Attenzione, scrivere è un mestiere ed ha le sue difficoltà nonché le sue regole, ma rimane un privilegio, questo non bisogna mai scordarselo quindi è necessario usare bene le parole, anche in questo caso.
Questa casa editrice palermitana, dopo anni di immobilismo scrittorio e tante consapevolezze in più, sia su di me che sul mio modo di intendere la letteratura e dunque la scrittura, mi ha contattata e, grazie alla collaborazione con loro e con la mia editor bravissima, Dafne Leone, è nata questa nuova storia.
Il protagonista è un vecchio professore di filosofia che ricorda un breve periodo della sua gioventù, agli inizi della sua carriera universitaria.
E’un racconto sulla percezione degli avvenimenti che pian piano nella vita può cambiare, ma è anche un testo che incita a rimanere fedeli a se stessi e a non simulare di essere ciò che non si è.
Sei e ti vedo sempre impegnata in mille attività, ora di cosa ti stai occupando?
Le mie uniche attività sono quelle legate alla scrittura e anche alla musica.
Chiaramente si diramano in tante strade: ci sono le nuove cose che sto scrivendo, alcune di loro vedranno materialmente la luce l’anno prossimo; sto approfittando del buon momento creativo che sto sorprendentemente attraversando in questo periodo, perché so, come dicevo prima, che certamente ne arriveranno altri decisamente meno densi, è un meccanismo piuttosto normale e credo anche legittimo che fa capo proprio a noi stessi: abbiamo bisogno di pause, di letarghi, il sonno è l’esempio più lampante del marchingegno che siamo.
Poi ci sono le collaborazioni giornalistiche che mantengo e alle quali tengo molto, non potrei fare a meno di loro, sono anche esercizi di scrittura ovviamente, mai dimenticarsene.
Il giornalismo culturale è una grande fonte di vita per me, lo dico senza esagerazioni, e poi questa è una cosa che devo alla Letteratura, io la sento come una grande amica, una compagna da onorare e celebrare sempre, una presenza immancabile nella mia quotidianità, un abbraccio di conforto, di bellezza.
Sono anche autrice di canzoni e canto, o meglio ho cantato per molti anni.
Nel 2015, abbiamo realizzato un disco, intitolato “Piccole guerre inutili”, io sono l’autrice di tutti i testi mentre i musicisti si sono occupati delle melodie.
Alcuni dei musicisti che hanno fatto parte di questo progetto erano gli stessi con i quali ho iniziato a canticchiare da adolescente.
Il sogno è durato poco, nemmeno un anno: poco dopo il lancio del disco, non tutti se la sono sentita di andare avanti.
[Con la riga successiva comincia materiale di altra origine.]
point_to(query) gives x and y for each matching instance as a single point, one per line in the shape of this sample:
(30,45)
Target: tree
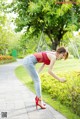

Peccato perché il progetto, se seguito diversamente e con più interesse da parte di tutti, avrebbe potuto portare ben altro perché aveva molte belle cose all’interno.
L’intero album è comunque disponibile su tutte le piattaforme digitali e ovviamente si può ascoltare gratis su spotify, digitando “Olotropica”.
Ora credo che si stia finalmente concludendo anche il mio letargo canoro (da tre anni ho inevitabilmente smesso, scordandomi addirittura di saperlo fare) e forse potrebbero aprirsi nuove strade, ma stavolta completamente diverse da prima.
Non ho fretta, sono altre le cose indispensabili al mondo ma il tempo anche da questo punto di vista per me, non è trascorso a caso.